ちなみに、現在書店に出ている「風の旅人」第28号 FINE EXISTENCEのチラシのコピー、

「全ての存在は、その時ならではの繊細な関係の産物であり、世界は、固有の関係で生じる無数の存在が微妙に影響し合いながら成り立つ。全ての関係は変化していく定めにあり、それに応じて世界も多彩も極めていくが、変化全体のプロセスは、常に同じことが繰り返されている。」

 27号のWANDERING LIFEのチラシコピー、

「生命の営みは、劣っていた状態から少しずつ発展してきたのではなく、特定の人間が絶対に正しいと主張する原理に導かれた筈もなく、刻々と変化していく状況のなかで様々な試行錯誤を繰り返しながら、様々な関係に基づく様々な存在の可能性を得て、整えられたのだろう。」

 26号のLIFE ITSELFのチラシコピー、

「この世の営みは、どれ一つ単独で存在できるものはなく、常に他の何ものかと交互に影響を受け合いながら、その局面だからこそ成り立つ奇跡的なバランスのなかで、「死」と背中合わせの「生」そのものとして完成している。」

 24号のROUND LIFEのチラシコピー、

「死があるからこそ生は輝き、生があるからこそ死が厳粛になる。喜びと悲しみもまた、お互いに深め合う関係として表裏一体である。この世の一切のものは、単独で存在するための合理的な原理を持たず。様々な原因と条件が寄り集まった繊細なる総体として成立している。」 

 23号のOWN LIFEのチラシコピー、

「この世に生を授かったものは、時と状況に応じた関係を結んでいく。生きることはすなわち、関係を積み重ねることである。一つの関係は、偶然と必然が微妙に合わさったもので、同じものはない。だから関係を積み重ねた「生」も、それ自身で唯一となる。
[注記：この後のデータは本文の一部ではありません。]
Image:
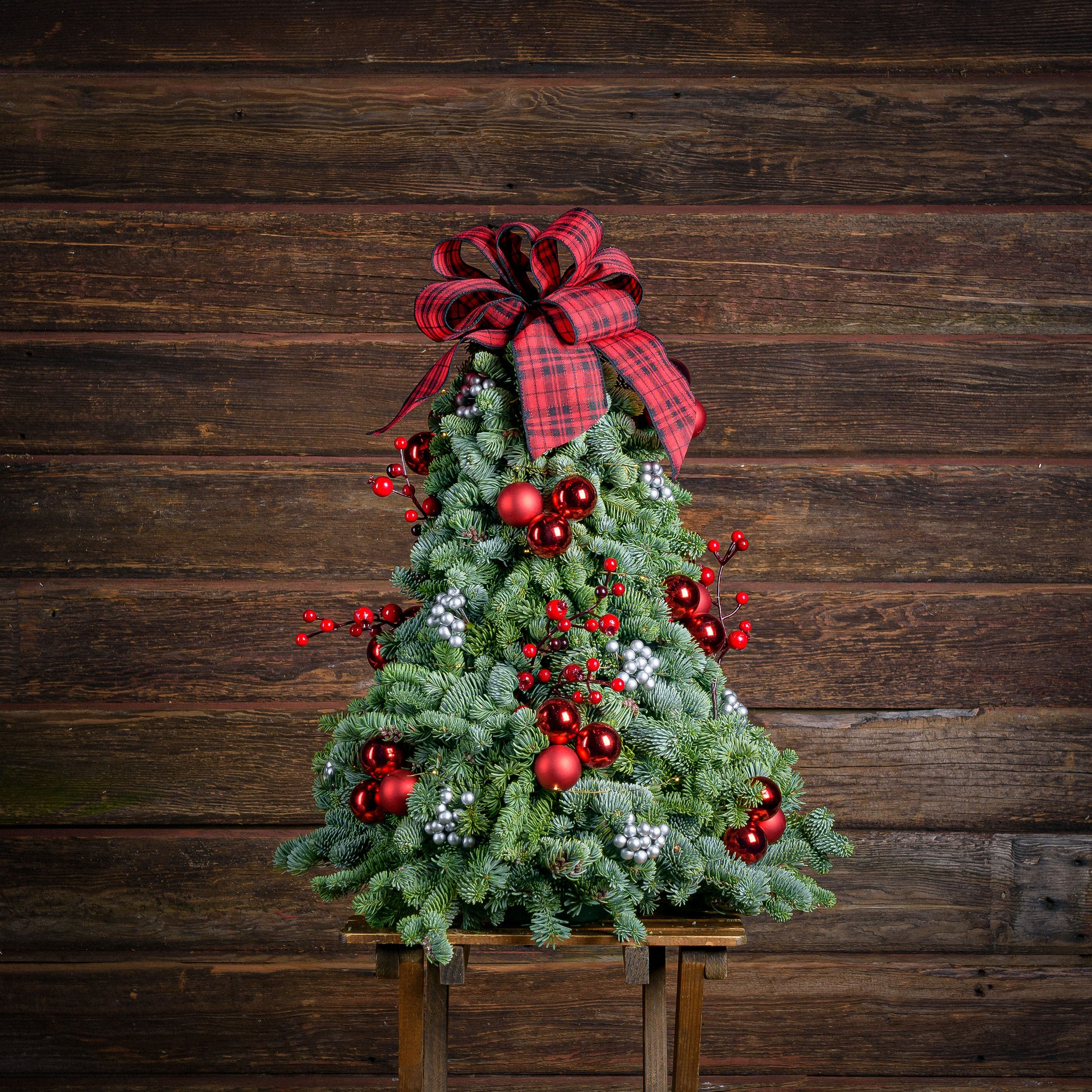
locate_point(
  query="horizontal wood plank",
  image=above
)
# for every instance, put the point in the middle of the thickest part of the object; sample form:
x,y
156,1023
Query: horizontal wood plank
x,y
317,519
339,271
80,767
317,397
834,647
732,141
942,1015
502,36
178,890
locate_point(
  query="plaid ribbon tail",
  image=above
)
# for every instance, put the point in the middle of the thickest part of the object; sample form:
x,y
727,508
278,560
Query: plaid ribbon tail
x,y
430,384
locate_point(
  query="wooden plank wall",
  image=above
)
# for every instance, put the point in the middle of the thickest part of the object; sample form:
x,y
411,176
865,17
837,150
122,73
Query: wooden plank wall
x,y
866,227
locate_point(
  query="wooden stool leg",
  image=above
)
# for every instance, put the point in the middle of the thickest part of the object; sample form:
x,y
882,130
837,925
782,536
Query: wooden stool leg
x,y
688,1019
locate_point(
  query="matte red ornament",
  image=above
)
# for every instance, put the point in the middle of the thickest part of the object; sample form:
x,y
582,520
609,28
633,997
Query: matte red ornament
x,y
557,768
382,757
773,827
708,631
575,497
548,534
558,720
519,504
598,745
417,455
682,595
771,799
365,804
747,843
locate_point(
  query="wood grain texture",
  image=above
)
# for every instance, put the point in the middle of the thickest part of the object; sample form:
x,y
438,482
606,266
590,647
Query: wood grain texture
x,y
310,519
731,141
339,271
215,890
833,647
894,1015
691,36
970,770
320,397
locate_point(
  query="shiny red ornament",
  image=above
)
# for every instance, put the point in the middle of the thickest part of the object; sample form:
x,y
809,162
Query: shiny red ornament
x,y
708,631
771,799
394,792
747,843
519,504
557,768
549,534
417,455
365,804
382,757
558,720
575,498
682,595
773,827
598,745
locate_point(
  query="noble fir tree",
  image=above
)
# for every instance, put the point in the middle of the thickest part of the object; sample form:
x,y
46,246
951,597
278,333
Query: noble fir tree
x,y
549,738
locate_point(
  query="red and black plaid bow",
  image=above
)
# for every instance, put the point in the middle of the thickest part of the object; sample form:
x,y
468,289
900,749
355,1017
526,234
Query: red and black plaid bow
x,y
556,323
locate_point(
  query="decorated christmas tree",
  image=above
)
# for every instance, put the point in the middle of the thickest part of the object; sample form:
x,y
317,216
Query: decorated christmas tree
x,y
549,738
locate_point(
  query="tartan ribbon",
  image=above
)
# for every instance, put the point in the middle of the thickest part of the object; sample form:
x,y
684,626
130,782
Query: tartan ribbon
x,y
559,325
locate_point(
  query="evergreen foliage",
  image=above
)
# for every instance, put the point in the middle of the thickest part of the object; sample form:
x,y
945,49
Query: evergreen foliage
x,y
546,859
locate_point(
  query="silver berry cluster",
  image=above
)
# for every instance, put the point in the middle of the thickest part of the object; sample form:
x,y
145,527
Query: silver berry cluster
x,y
732,703
640,841
639,664
443,828
466,399
652,475
444,618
」

 

 などを通して、私は、自分なりの言葉で「現成公案」のようなことを論じ続けている。「風の旅人」を作るに当たって、まさしく「現成公案」のような考えが底辺に流れている。しかし、この時代に、「現成公案」などという言葉を使ってもしかたがない。

 こうした「論」は、けっきょく「論」にすぎず、私たちが実際に生きている現実世界のなかで、なかなか感じとれない感覚でもある。

 だから「論」だけではだめで、具体的な跳躍が必要になる。その跳躍が、今の私にとっては、「風の旅人」なのだろうと思う。

 「論」を頭で理解するのではなく、言葉と写真を眺め渡すことで、俳句のように、短歌のように生じる風景のなかから、「現成公案」のような感覚を伝えたいのだが、簡単にはいかない。でもまあ、しかたないと思っている。